Just as a trial court would do if defendants had demurred to the complaint on the ground of uncertainly as to the identity of the actual plaintiff, we will "give the complaint a reasonable interpretation, reading it as a whole and its parts in their context." (Blank v. Kirwan (1985) 39 Cal.3d 311, 318, 216 Cal.Rptr. 718, 703 P.2d 58.) In doing so, it is clear that the statements and allegations summarized above would be meaningless if they were not construed to mean that the candidate himself, Christiansen, is the actual plaintiff. Code of Civil Procedure, section 367 requires that suits be "prosecuted in the name of the real party in interest, except as otherwise provided by statute." The real party in interest is the person who, under the substantive law, possesses the right sued upon. (Gantman v. United Pacific Ins. Co. (1991) 232 Cal.App.3d 1560, 1566, 284 Cal.Rptr. 188.) Obviously, Christiansen's political action committee itself can have no cause of action for infliction of emotional distress, interference with Christiansen's employee benefits, or relief under Civil Code section 52.1. In this opinion, therefore, we use the term "plaintiff" to mean Christiansen himself, not his political action committee. On remand of this case, Christiansen can amend the complaint to name himself as the plaintiff. (Cloud v. Northrop Grumman Corp. (1998) 67 Cal.App.4th 995, 1004, 79 Cal.Rptr.2d 544 et seq.)
"(2) In making its determination, the court shall consider the pleadings, and supporting and opposing affidavits stating the facts upon which the liability or defense is based." (Italics added.)

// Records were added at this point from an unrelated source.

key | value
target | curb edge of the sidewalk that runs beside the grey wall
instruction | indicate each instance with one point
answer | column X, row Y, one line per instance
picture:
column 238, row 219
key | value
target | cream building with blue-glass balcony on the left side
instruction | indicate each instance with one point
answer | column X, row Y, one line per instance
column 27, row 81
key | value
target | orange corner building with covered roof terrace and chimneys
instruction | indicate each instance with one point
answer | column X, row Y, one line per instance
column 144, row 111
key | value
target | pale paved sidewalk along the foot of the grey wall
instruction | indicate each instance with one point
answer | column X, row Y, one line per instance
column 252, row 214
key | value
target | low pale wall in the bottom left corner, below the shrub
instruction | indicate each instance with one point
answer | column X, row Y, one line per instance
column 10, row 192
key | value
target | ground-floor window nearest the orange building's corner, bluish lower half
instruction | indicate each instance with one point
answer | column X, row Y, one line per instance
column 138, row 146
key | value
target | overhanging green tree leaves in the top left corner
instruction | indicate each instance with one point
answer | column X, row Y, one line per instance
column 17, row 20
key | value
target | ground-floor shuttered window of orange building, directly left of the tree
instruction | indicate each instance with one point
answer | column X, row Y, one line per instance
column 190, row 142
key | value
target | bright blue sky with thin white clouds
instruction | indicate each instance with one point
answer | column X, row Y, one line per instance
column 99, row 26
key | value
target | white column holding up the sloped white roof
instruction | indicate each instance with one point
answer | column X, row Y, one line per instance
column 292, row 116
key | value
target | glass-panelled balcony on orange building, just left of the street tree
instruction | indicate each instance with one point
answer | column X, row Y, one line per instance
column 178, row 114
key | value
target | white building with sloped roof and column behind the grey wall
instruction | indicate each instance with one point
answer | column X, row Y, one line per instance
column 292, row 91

Subdivision (e) of section 425.16 states: "As used in this section, `act in furtherance of a person's right of petition or free speech under the United States or California Constitution in connection with a public issue' includes (l) any written or oral statement or writing made before a legislative, executive, or judicial proceeding, or any other official proceeding authorized by law; (2) any written or oral statement or writing made in connection with an issue under consideration or review by a legislative, executive, or judicial body, or any other official proceeding authorized by law; (3) any written or oral statement or writing made in a place open to the public or a public forum in connection with an issue of public interest; (4) or any other conduct in furtherance of the exercise of the constitutional right of petition or the constitutional right of free speech in connection with a public issue or an issue of public interest."